How difficult it is to establish the basics of right and left and then do the opposite? How do these people make their way through life at all?”

“If you can’t depend on someone being on time, you shouldn’t trust ’em with anything more important either.”

CONTEXT: Ove is a grumpy old man. He firmly believes that rules are rules. Black is black. White is white. Is it such an unreasonable attitude to life? He finds people who do not follow rules difficult to understand.

“How can anyone spend their whole life longing for the day when they become superfluous? Wandering about, a burden on society, what sort of man would ever wish for that?”

(Ove’s thoughts on ageing and growing old)

I loved how the book alternately narrated the kind of man Ove is today versus the kind of man he was years ago. I personally loved his love story. I could relate a lot with Sonja. She loved books. And Ove kept up with everything that interested her.

And if you could just go and buy everything, what was the value of it? What was the value of man?”

He built her a bookshelf and she filled it with books by people who wrote page after page about their feelings…Ove understood things he could see and touch. Things one could figure out. He was a man of black and white.

And SHE WAS COLOR. All the color he had.

“You like reading?” she asked him brightly.

Ove shook his head with some insecurity….She just smiled, said that she loved books more than anything, and started telling him excitedly what each of the ones in her lap was about. And Ove realized that he wanted to hear her talking about the things she loved for the rest of his life.

Men are what they are because of what they do. Not what they say,” said Ove.

He liked straight lines and clear decisions. That is why he had always liked mathematics. There were right and wrong answers there. Not like the other subjects…where you could ‘argue your case’.”

Ove is very traditional. But his principles about life impressed me.
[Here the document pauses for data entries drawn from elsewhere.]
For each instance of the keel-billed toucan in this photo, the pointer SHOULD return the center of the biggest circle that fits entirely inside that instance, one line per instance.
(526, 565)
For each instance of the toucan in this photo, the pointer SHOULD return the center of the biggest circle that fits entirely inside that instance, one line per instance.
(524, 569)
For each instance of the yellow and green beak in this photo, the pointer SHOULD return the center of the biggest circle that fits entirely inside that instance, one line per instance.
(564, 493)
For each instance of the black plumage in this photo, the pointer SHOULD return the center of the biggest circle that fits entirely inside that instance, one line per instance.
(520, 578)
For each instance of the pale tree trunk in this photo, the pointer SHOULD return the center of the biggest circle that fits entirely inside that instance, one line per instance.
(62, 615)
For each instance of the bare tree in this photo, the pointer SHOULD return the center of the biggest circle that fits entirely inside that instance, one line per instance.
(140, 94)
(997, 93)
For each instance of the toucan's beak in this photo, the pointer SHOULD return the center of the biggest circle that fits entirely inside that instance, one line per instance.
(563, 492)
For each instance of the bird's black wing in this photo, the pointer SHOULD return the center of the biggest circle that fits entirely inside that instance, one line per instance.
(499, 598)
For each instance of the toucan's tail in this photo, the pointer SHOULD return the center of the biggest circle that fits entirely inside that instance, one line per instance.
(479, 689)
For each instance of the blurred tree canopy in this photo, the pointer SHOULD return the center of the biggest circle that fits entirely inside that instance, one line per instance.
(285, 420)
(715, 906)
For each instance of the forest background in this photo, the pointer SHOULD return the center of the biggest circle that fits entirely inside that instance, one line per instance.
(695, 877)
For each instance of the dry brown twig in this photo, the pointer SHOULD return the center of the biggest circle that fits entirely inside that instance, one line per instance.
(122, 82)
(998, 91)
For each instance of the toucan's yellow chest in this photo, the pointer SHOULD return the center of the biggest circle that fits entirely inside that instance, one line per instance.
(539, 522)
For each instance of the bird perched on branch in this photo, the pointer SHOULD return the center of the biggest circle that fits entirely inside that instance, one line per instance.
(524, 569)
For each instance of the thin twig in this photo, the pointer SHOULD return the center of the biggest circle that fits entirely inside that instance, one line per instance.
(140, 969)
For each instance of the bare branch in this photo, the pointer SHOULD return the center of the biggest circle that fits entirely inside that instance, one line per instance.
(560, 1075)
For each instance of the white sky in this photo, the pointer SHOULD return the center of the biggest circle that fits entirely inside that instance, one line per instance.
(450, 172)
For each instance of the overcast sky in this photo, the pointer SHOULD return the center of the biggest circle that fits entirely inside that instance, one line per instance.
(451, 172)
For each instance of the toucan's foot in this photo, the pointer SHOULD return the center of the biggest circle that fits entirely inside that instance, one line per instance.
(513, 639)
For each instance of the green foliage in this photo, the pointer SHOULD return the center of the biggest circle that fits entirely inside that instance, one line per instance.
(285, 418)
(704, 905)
How keen he is to learning and how he cared so much about doing things the right way.

Nowadays people changed their stuff so often that any expertise in how to make things last was becoming superfluous. Quality: no one cared about that anymore.”
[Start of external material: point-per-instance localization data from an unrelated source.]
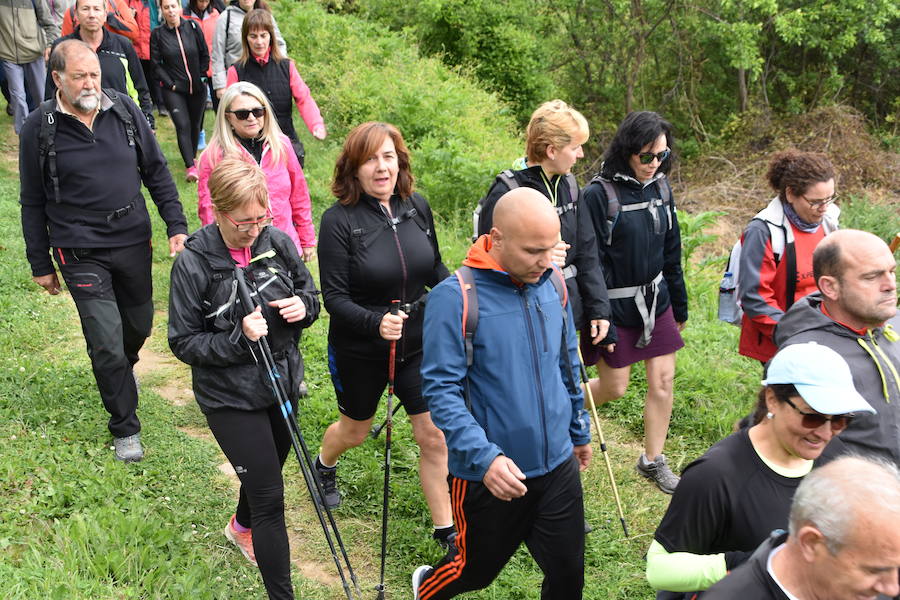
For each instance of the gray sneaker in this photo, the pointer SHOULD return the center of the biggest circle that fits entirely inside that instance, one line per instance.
(128, 449)
(658, 472)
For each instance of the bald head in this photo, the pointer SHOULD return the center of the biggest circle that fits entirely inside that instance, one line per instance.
(525, 231)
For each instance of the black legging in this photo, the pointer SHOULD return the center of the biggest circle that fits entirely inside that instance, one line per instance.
(257, 443)
(186, 112)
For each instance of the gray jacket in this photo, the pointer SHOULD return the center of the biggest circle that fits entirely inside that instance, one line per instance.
(226, 45)
(26, 29)
(874, 360)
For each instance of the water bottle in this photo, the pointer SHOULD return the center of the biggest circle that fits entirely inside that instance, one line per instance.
(729, 310)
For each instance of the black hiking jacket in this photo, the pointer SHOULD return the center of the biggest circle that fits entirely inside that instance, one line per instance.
(205, 323)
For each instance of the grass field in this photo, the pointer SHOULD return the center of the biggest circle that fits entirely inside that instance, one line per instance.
(76, 524)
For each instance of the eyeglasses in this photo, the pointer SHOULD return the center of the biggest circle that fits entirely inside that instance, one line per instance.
(816, 420)
(242, 114)
(245, 226)
(821, 203)
(647, 157)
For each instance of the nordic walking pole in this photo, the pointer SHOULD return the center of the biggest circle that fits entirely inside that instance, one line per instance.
(389, 427)
(376, 431)
(612, 479)
(297, 442)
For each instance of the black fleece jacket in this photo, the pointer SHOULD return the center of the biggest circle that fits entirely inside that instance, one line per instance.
(98, 174)
(169, 63)
(205, 323)
(364, 263)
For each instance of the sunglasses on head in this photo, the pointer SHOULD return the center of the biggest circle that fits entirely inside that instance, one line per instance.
(242, 114)
(647, 157)
(816, 420)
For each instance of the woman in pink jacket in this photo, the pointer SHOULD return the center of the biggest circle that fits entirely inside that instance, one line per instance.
(262, 63)
(245, 127)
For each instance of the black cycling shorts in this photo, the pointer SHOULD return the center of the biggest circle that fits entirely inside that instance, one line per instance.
(359, 384)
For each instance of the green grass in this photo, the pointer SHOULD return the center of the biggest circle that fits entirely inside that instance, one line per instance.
(76, 524)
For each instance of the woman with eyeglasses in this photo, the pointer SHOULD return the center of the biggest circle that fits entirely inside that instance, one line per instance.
(378, 245)
(180, 59)
(639, 243)
(777, 246)
(263, 63)
(731, 498)
(208, 331)
(245, 128)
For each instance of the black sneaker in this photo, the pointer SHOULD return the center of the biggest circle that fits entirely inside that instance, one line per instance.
(328, 480)
(658, 472)
(446, 539)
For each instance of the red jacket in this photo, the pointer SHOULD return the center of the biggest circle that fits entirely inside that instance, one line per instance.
(119, 19)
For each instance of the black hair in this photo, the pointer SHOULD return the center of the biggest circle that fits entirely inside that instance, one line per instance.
(637, 130)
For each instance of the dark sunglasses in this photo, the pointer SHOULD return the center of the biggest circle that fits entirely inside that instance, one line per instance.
(816, 420)
(647, 157)
(243, 114)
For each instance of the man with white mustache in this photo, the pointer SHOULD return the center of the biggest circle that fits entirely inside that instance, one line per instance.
(82, 159)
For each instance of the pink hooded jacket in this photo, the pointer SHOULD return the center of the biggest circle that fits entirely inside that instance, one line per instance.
(288, 193)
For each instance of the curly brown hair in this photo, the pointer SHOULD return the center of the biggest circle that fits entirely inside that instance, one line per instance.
(361, 143)
(798, 171)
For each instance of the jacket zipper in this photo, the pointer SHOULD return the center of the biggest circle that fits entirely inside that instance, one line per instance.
(523, 294)
(403, 272)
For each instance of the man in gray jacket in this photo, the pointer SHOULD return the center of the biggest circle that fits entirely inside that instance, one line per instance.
(26, 32)
(855, 313)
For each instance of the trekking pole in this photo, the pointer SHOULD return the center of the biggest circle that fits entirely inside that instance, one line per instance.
(301, 450)
(389, 426)
(376, 431)
(612, 479)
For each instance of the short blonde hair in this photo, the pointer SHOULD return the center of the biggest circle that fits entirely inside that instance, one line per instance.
(235, 183)
(223, 141)
(556, 124)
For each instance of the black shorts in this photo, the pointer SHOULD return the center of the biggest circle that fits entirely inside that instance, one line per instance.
(359, 384)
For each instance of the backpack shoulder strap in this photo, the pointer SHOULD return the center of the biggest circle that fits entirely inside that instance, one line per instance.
(47, 144)
(470, 309)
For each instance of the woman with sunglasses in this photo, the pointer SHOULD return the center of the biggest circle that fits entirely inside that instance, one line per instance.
(245, 128)
(777, 246)
(208, 331)
(180, 59)
(378, 245)
(263, 63)
(731, 498)
(639, 243)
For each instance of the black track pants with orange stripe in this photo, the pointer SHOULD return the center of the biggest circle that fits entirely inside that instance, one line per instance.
(549, 518)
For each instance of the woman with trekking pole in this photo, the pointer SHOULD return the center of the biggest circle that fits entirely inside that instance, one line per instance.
(731, 498)
(180, 60)
(639, 245)
(377, 244)
(208, 330)
(263, 63)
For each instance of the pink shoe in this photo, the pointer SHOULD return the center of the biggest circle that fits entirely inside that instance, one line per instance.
(244, 541)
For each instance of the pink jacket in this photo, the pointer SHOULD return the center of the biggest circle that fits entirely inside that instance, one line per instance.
(288, 194)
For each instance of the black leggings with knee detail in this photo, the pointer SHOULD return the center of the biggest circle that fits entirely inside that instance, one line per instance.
(257, 443)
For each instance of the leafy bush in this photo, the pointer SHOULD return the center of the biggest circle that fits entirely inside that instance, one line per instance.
(459, 136)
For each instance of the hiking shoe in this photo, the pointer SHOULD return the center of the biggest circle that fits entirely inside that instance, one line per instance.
(446, 539)
(419, 576)
(129, 449)
(658, 472)
(242, 539)
(328, 480)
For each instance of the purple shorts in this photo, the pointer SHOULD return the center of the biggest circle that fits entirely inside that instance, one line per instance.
(665, 340)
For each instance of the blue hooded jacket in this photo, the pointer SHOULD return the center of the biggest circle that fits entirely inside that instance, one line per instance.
(525, 402)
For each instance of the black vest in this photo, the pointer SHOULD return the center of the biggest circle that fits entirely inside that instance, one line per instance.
(273, 78)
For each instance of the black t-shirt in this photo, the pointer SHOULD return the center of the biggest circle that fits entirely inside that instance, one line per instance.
(728, 500)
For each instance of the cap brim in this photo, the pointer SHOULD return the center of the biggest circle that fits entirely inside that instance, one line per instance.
(833, 401)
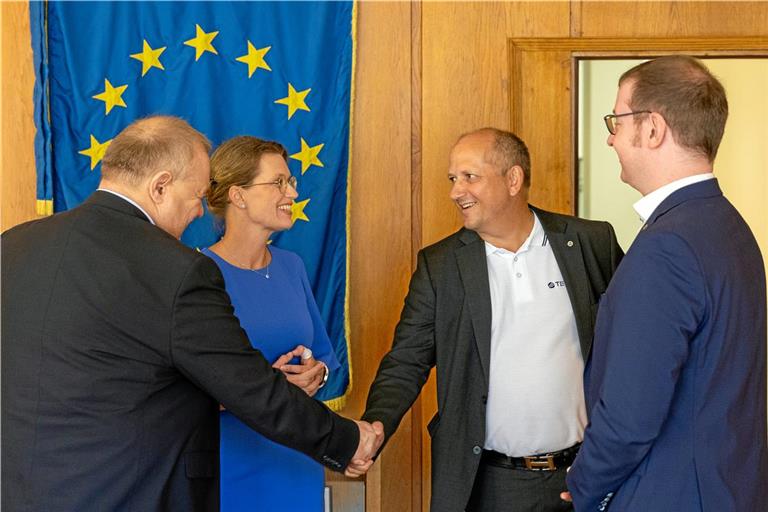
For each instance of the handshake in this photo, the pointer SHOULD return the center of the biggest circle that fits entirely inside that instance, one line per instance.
(371, 439)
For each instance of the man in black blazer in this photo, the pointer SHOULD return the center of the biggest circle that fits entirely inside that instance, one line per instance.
(505, 310)
(119, 344)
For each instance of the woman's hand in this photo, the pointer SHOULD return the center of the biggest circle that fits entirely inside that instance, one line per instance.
(308, 375)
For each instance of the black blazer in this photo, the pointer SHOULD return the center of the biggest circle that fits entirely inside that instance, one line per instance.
(446, 322)
(118, 345)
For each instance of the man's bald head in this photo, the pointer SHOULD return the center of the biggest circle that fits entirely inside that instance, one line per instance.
(149, 145)
(505, 150)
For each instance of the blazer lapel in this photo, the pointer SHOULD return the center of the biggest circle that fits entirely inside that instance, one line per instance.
(567, 249)
(473, 269)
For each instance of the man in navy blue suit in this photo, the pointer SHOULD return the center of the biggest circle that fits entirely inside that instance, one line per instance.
(676, 386)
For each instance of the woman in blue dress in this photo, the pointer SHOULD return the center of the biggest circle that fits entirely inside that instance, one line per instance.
(253, 190)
This was a world where one became outdated before one’s time was up. An entire country standing up and applauding the fact that no one was capable of doing anything properly anymore. The unreserved celebration of mediocrity.”
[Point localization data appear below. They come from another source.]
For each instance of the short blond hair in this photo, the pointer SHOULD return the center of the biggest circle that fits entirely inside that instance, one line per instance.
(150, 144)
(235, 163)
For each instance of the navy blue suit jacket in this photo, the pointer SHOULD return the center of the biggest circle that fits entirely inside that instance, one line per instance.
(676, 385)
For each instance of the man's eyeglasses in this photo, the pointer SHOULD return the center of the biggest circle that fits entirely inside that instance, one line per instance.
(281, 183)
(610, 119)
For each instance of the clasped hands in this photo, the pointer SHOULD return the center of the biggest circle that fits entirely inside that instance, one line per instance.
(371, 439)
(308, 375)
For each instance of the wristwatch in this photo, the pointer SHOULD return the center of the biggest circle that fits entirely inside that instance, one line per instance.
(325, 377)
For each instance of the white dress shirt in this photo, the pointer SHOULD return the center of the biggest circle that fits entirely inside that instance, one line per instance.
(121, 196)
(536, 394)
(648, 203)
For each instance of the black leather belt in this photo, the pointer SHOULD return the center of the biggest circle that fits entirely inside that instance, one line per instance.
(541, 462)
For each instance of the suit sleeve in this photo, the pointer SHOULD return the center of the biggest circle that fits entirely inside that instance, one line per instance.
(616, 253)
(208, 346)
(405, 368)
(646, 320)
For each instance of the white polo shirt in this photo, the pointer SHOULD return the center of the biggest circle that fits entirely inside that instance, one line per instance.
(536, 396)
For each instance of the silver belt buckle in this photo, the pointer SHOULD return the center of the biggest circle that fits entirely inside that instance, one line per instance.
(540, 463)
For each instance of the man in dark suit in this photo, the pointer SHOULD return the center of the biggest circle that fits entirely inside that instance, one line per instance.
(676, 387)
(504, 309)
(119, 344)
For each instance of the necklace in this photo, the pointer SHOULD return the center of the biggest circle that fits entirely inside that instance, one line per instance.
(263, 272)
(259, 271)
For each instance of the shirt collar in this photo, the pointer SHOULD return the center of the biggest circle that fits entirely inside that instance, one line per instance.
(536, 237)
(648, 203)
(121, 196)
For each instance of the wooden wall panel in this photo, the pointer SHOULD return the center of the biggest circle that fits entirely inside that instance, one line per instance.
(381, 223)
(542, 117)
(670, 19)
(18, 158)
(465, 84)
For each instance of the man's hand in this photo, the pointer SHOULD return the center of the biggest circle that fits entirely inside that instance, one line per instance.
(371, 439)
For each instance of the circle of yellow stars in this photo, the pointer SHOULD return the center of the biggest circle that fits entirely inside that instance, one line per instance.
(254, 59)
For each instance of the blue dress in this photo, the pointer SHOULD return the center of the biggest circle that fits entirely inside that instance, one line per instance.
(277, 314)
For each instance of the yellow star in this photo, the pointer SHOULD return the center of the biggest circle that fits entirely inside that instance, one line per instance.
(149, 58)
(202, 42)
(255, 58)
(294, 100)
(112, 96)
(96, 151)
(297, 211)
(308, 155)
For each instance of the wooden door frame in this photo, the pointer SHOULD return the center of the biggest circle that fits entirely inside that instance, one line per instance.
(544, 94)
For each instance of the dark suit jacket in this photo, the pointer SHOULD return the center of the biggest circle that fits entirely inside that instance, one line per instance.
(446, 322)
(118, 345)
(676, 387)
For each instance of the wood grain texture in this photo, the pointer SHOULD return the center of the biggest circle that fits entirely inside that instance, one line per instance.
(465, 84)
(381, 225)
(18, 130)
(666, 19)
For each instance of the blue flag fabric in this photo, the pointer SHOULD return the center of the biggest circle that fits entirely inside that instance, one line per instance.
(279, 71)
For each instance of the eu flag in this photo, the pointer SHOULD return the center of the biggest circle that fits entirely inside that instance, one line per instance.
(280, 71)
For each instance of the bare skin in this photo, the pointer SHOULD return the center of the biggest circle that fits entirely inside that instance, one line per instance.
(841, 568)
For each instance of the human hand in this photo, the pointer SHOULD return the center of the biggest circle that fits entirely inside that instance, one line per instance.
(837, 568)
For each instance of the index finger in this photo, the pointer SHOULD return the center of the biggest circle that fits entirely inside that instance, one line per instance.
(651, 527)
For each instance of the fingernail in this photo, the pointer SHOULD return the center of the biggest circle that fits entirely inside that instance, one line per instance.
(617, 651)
People need a function, he believes. And he has always been functional, no one can take that away from him.”

The story of Ove is basically about him trying to die. He lost interest about life since the love of her life died of cancer. But his life turned upside down when the kindness of strangers made his life sweet again.

Death is a strange thing. People live their whole lives as if it does not exist, and yet it’s often one of the great motivation for living. Some of us, in time, become so conscious of it that we live harder, more obstinately, with more fury. Some need its constant presence to even be aware of its antithesis. Others become so preoccupied with it that they go into the waiting room long before it has announced its arrival. We fear it, yet most of us fear more than anything that it may take someone other than ourselves. And the greatest fear of death is always that it will pass us by. And leave us there alone.”

“And time is a curious thing. Most of us only live for the time that lies right ahead of us. A few days, weeks, years. One of the most painful moments in a person’s life probably comes with the insight that an age has been reached when there is more to look back on than ahead. And when time no longer lies ahead of one, other things have to be lived for. Memories, perhaps. One finds a way of living for the sake of someone else’s future.”